PhD – Meta Learning from Few Tasks with Hybrid Models

  • Robert-Bosch-Campus 1, 71272 Renningen, Germany
  • Full-time
  • Legal Entity: Robert Bosch GmbH

Company Description

Do you want beneficial technologies being shaped by your ideas? Whether in the areas of mobility solutions, consumer goods, industrial technology or energy and building technology – with us, you will have the chance to improve quality of life all across the globe. Welcome to Bosch.

The Robert Bosch GmbH is looking forward to your application!

Job Description

Single-task learning aims to generalize over a sample set collected for a specific learning task (e.g. 10-class object classification from images). Contrarily, meta-learning assumes few examples available for progressively many tasks and aims to learn the regularities that govern the occurrence of these tasks.

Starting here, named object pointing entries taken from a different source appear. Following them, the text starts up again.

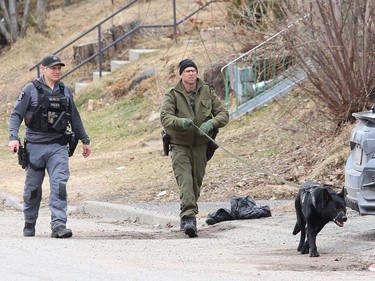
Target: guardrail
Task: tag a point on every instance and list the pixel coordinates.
(259, 70)
(98, 26)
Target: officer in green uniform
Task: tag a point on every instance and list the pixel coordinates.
(47, 107)
(190, 101)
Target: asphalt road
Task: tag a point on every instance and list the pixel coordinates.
(143, 242)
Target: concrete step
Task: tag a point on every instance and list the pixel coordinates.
(80, 85)
(95, 75)
(134, 54)
(115, 64)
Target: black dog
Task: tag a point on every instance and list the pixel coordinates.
(316, 206)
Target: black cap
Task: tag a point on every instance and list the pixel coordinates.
(50, 61)
(185, 64)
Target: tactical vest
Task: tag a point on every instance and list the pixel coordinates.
(51, 112)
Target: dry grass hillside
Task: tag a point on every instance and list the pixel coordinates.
(287, 139)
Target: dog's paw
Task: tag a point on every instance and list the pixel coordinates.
(314, 254)
(305, 249)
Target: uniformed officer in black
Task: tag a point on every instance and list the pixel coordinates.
(48, 109)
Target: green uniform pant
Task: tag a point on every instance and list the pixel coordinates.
(189, 166)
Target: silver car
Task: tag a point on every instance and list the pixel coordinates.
(360, 166)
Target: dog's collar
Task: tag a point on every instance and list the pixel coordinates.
(311, 191)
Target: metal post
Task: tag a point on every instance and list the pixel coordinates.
(100, 50)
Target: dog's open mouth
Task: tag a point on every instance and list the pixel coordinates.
(339, 223)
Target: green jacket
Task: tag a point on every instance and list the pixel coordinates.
(176, 105)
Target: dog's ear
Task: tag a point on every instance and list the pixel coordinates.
(342, 193)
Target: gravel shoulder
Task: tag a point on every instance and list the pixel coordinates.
(259, 249)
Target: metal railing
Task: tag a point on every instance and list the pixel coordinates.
(102, 50)
(258, 70)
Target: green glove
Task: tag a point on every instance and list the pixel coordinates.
(206, 127)
(185, 123)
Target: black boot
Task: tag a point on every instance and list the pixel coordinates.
(29, 229)
(61, 232)
(190, 227)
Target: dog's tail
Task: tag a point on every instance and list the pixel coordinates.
(296, 229)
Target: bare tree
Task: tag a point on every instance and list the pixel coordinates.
(334, 44)
(9, 26)
(41, 7)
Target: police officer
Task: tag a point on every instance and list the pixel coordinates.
(47, 108)
(190, 101)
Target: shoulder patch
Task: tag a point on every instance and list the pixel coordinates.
(20, 97)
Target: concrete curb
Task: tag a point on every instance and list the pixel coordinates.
(108, 211)
(117, 212)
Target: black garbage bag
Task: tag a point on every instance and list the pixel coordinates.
(219, 216)
(245, 208)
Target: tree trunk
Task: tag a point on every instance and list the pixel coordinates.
(41, 8)
(5, 32)
(24, 18)
(5, 11)
(13, 20)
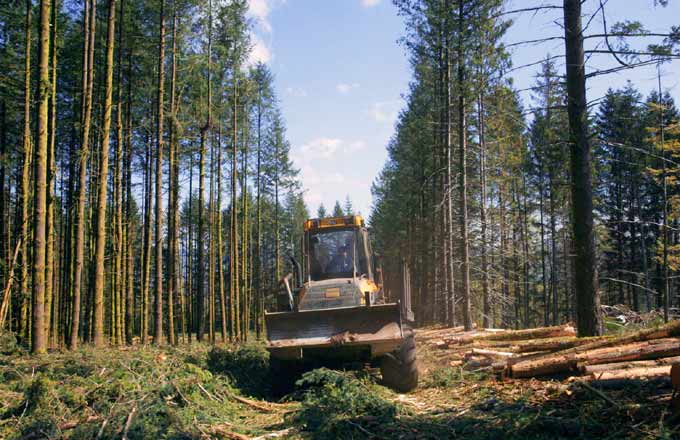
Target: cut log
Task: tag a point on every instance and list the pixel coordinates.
(672, 329)
(550, 345)
(478, 362)
(514, 335)
(591, 369)
(632, 373)
(491, 353)
(565, 361)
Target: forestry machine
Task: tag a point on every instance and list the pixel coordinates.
(331, 309)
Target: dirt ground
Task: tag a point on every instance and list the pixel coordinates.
(197, 392)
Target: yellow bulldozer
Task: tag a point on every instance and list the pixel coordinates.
(332, 309)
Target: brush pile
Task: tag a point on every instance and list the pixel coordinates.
(551, 351)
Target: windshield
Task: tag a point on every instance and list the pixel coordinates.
(331, 254)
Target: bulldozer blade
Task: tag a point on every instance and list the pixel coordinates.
(377, 326)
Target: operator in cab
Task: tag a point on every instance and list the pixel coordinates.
(342, 262)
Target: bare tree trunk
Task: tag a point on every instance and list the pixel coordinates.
(50, 292)
(482, 172)
(200, 300)
(99, 337)
(119, 241)
(24, 327)
(259, 324)
(87, 81)
(172, 277)
(158, 333)
(220, 246)
(38, 336)
(146, 259)
(245, 312)
(588, 317)
(235, 295)
(129, 229)
(462, 142)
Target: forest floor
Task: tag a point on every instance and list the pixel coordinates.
(197, 392)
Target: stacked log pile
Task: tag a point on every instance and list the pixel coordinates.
(550, 351)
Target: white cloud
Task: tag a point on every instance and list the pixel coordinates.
(260, 52)
(260, 10)
(296, 92)
(345, 88)
(327, 148)
(384, 112)
(369, 3)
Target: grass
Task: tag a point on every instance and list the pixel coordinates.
(200, 392)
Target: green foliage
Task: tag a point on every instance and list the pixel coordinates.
(247, 367)
(335, 404)
(8, 343)
(451, 377)
(73, 394)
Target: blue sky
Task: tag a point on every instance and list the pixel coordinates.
(340, 75)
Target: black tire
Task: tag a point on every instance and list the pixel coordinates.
(399, 369)
(283, 373)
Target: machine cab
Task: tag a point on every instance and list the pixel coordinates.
(339, 268)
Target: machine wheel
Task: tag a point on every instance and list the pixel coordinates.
(283, 373)
(400, 369)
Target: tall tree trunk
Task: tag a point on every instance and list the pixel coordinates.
(220, 246)
(50, 316)
(211, 245)
(462, 142)
(146, 258)
(120, 279)
(38, 336)
(129, 227)
(245, 313)
(200, 270)
(235, 295)
(258, 239)
(86, 117)
(158, 333)
(4, 236)
(200, 300)
(99, 336)
(588, 315)
(173, 192)
(482, 212)
(25, 179)
(172, 276)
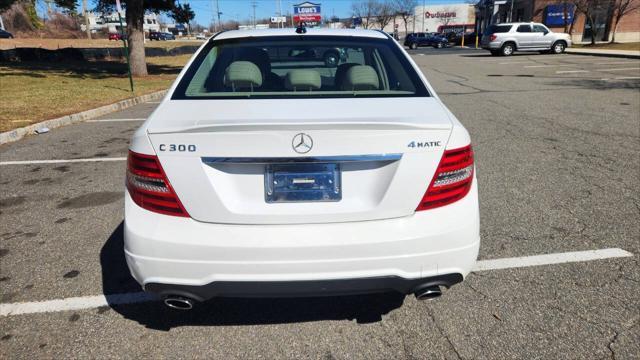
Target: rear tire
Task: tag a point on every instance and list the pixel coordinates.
(558, 47)
(507, 49)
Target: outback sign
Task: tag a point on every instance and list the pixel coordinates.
(440, 15)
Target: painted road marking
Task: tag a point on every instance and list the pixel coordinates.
(619, 69)
(540, 66)
(570, 71)
(621, 78)
(117, 120)
(616, 63)
(36, 162)
(515, 62)
(548, 259)
(89, 302)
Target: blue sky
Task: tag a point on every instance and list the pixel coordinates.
(241, 9)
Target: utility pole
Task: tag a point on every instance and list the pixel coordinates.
(424, 15)
(511, 12)
(85, 13)
(254, 4)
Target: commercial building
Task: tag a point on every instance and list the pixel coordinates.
(110, 23)
(560, 17)
(443, 18)
(433, 18)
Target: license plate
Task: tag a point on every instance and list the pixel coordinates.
(302, 182)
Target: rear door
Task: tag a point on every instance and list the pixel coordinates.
(542, 36)
(525, 36)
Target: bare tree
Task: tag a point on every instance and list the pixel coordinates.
(620, 9)
(384, 14)
(405, 9)
(589, 8)
(366, 10)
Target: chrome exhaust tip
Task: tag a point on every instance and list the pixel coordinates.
(428, 293)
(178, 303)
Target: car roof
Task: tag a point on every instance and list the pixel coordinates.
(234, 34)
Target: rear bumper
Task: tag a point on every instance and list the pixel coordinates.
(166, 253)
(302, 288)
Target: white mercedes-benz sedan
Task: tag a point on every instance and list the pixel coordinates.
(297, 162)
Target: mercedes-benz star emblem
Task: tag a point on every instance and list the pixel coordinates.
(302, 143)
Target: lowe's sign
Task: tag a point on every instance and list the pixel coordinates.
(308, 13)
(555, 14)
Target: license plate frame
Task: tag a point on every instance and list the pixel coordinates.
(303, 182)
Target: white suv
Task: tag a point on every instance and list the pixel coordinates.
(267, 171)
(505, 39)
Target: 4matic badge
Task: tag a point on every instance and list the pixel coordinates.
(421, 144)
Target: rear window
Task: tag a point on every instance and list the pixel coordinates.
(300, 67)
(493, 29)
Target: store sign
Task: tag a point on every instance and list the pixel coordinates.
(308, 13)
(555, 14)
(440, 15)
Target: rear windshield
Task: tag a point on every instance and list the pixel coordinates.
(498, 29)
(300, 67)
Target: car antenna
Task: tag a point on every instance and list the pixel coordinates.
(301, 29)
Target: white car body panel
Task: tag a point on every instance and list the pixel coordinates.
(234, 235)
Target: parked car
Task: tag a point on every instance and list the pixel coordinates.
(505, 39)
(414, 40)
(455, 37)
(5, 34)
(285, 179)
(117, 36)
(161, 36)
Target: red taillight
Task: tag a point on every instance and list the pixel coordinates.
(149, 187)
(452, 180)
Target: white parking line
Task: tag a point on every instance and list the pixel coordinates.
(117, 120)
(514, 62)
(36, 162)
(616, 63)
(621, 78)
(619, 69)
(540, 66)
(570, 71)
(89, 302)
(548, 259)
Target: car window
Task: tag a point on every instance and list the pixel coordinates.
(524, 28)
(295, 67)
(493, 29)
(540, 28)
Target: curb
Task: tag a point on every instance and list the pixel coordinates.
(19, 133)
(615, 55)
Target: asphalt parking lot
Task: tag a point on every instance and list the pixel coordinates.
(557, 142)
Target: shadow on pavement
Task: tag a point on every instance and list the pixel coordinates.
(116, 279)
(85, 69)
(600, 84)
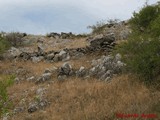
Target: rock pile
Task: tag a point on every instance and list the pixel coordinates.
(62, 35)
(104, 43)
(105, 67)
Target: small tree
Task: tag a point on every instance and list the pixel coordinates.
(142, 50)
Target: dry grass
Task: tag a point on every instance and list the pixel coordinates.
(77, 99)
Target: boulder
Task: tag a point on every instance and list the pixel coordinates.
(37, 59)
(50, 56)
(44, 77)
(66, 69)
(14, 52)
(81, 72)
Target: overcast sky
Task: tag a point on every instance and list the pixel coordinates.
(44, 16)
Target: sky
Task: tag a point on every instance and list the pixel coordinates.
(45, 16)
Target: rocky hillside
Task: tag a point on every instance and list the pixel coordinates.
(72, 77)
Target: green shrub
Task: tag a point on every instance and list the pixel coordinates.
(4, 45)
(142, 50)
(141, 22)
(4, 101)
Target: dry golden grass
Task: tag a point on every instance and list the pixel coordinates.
(77, 99)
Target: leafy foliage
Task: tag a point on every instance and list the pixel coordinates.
(4, 44)
(4, 101)
(142, 50)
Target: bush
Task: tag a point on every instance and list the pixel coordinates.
(142, 22)
(4, 44)
(142, 51)
(4, 102)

Meta-learning aims to infer a distribution on tasks, so that a sensible learner can be sampled for a new task for which only a handful of observations are available. Hence, they directly target extrapolation settings, which call for a proper uncertainty treatment. This PhD position is about development of novel meta-learning methods that benefit maximally from well-calibrated uncertainties provided from Bayesian task predictors. During your PhD you will be part of the active research team at the Bosch Center for Artificial Intelligence (BCAI, 

  • Help shape the future: You invent novel ways to integrate Bayesian neural networks into the meta-learning setup.
  • Observe, and think ahead: You conduct prototypical algorithm implementations and benchmarking on real-world data sets.
  • Take responsibility: You publish in top-tier conferences (ICML, NIPS, ICLR, AISTATS, etc.) and journals (JMLR, PAMI, etc.).
  • Experience cooperation: You screen literature and build up close contact with the academic community.
  • Networked communication: You participate in academic interactions within the BCAI research team.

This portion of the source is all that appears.